Hi everyone,
I’m experimenting with the VPP dataplane on VyOS rolling (2025.12.14-0023) and I ran into a boot-time issue when assigning a physical interface to DPDK/VPP.
The system works correctly after manual intervention, but VPP fails during boot and gets restarted by systemd.
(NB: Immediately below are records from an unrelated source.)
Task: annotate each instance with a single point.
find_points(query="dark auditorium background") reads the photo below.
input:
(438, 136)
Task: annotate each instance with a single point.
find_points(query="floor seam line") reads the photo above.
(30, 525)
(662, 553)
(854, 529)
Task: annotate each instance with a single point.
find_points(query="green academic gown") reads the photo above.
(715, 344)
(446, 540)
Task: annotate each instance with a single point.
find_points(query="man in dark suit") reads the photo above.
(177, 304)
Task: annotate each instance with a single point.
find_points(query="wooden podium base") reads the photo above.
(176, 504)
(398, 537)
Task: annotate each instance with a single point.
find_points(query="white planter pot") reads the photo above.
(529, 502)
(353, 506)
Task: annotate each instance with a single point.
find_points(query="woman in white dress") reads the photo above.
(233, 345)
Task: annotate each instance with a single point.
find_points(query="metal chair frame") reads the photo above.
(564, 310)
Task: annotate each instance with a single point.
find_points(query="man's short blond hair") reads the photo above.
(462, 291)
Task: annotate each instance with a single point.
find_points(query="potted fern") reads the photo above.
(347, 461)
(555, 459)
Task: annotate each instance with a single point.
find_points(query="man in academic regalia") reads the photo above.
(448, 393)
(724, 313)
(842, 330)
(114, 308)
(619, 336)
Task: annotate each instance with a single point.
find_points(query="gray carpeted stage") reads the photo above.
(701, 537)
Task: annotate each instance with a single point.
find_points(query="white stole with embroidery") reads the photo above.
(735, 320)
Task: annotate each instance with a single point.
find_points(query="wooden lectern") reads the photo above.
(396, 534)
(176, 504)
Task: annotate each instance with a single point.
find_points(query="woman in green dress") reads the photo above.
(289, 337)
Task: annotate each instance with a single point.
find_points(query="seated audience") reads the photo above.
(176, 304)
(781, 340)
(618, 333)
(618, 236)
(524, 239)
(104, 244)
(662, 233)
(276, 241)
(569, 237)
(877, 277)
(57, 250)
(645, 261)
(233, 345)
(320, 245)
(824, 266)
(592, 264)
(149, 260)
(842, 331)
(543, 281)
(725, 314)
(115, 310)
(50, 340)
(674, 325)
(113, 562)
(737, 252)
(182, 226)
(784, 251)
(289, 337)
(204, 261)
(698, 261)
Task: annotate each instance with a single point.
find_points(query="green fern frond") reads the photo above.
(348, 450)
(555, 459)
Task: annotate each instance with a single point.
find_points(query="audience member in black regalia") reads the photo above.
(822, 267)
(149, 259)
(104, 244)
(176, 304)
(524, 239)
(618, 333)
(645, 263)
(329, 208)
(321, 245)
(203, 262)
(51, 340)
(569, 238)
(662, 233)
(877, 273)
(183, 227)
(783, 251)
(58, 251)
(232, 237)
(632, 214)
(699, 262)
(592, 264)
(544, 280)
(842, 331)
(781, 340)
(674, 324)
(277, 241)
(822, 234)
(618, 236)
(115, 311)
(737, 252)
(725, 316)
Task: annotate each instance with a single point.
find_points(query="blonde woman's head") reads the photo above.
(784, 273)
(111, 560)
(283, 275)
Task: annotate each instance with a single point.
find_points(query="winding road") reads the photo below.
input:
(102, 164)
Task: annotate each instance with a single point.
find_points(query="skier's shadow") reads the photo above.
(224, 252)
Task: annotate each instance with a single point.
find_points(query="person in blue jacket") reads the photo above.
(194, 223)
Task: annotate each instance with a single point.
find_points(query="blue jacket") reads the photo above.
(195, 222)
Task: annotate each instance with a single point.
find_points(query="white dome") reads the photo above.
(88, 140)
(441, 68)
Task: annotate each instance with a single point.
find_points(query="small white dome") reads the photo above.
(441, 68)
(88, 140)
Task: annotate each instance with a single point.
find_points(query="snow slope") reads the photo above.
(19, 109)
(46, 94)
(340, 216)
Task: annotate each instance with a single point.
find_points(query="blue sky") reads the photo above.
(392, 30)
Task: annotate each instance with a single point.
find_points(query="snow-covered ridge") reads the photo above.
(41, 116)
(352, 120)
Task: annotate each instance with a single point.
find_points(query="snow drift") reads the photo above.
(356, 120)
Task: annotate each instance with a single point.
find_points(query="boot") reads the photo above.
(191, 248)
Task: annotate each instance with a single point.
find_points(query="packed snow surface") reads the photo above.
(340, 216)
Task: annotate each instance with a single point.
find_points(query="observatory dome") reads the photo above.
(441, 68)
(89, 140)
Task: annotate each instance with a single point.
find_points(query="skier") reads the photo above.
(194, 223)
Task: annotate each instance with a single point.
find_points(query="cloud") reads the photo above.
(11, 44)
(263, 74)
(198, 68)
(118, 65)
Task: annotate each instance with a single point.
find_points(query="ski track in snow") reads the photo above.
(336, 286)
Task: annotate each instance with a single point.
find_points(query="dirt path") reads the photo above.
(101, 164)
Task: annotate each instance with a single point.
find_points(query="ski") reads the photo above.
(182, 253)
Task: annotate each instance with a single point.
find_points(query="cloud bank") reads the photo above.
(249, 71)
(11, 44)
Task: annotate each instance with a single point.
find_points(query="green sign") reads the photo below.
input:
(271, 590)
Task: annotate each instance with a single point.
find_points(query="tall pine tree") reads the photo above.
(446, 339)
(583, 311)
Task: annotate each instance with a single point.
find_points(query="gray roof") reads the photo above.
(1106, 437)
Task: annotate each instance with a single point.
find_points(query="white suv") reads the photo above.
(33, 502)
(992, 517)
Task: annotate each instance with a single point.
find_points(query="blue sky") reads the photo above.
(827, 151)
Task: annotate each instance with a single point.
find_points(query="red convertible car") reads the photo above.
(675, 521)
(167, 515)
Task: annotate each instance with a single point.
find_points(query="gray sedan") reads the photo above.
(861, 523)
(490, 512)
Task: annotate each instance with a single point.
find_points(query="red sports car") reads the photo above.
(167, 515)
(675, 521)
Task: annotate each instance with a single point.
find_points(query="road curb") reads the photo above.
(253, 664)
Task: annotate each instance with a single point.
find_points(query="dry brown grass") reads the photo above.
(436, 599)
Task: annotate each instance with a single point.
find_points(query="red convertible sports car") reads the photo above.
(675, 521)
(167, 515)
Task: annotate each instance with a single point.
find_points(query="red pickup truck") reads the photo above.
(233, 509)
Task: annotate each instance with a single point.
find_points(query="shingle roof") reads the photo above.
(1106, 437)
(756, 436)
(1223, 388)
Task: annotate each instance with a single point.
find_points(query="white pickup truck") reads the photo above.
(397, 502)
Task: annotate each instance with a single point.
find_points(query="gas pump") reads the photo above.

I’m trying to understand whether this is a configuration mistake or a potential bug in the rolling release
Hardware
NIC: Intel E810-C QSFP, PCI address: 0000:11:00.0
Kernel driver after binding: vfio-pci
System boot parameters include:
- intel_iommu=on
- hugepages=2048
- pci=realloc
Configuration
Minimal configuration relevant to the interface:
set interfaces ethernet eth4
set vpp settings interface eth4 driver dpdk
Saved config confirms this:
/config/config.boot
interfaces {
ethernet eth4 {
hw-id [MAC_address]
}
}
vpp {
settings {
interface {
eth4 {
driver dpdk
}
}
}
}
Behaviour
After manual restart
If I start VPP manually:
systemctl restart vpp
Everything works as expected:
vppctl show interface
eth4 up
tap4096 up
local0 down
Traffic counters increase and the interface functions normally.
Boot behaviour
However, during boot the following sequence occurs.
VPP starts
“Started vector packet processing engine”
Then fails with:
vlib_pci_bind_to_uio: Skipping PCI device 0000:11:00.0:
device is bound to IOMMU group and vfio-pci driver is not loaded
Later the modules load:
Module 'vfio_iommu_type1' loaded successfully
Module 'vfio_pci' loaded successfully
But then VPP receives:
received SIGTERM from PID 1
and stops.
Another suspicious log
During config activation I see repeated errors:
/usr/libexec/vyos/activate/20-ethernet_offload.py:
Interface "eth4" does not exist
This appears multiple times in:
/config/vyos-activate.log
Observations
-
vfio-pci is correctly loaded eventually
-
the NIC is successfully bound to vfio
-
VPP works perfectly after boot if restarted manually
-
the failure appears related to boot ordering / activation scripts
It looks like either:
-
VPP starts before VFIO modules are ready, or
-
the ethernet activation scripts attempt to manipulate eth4 even though it is being assigned to the VPP dataplane.
Systemd service
Relevant portion of the VPP unit:
ExecStartPre=-/sbin/modprobe uio_pci_generic
ExecStart=/usr/bin/vpp -c /run/vpp/vpp.conf
Note that vfio-pci is not loaded here, but later by vpp.py.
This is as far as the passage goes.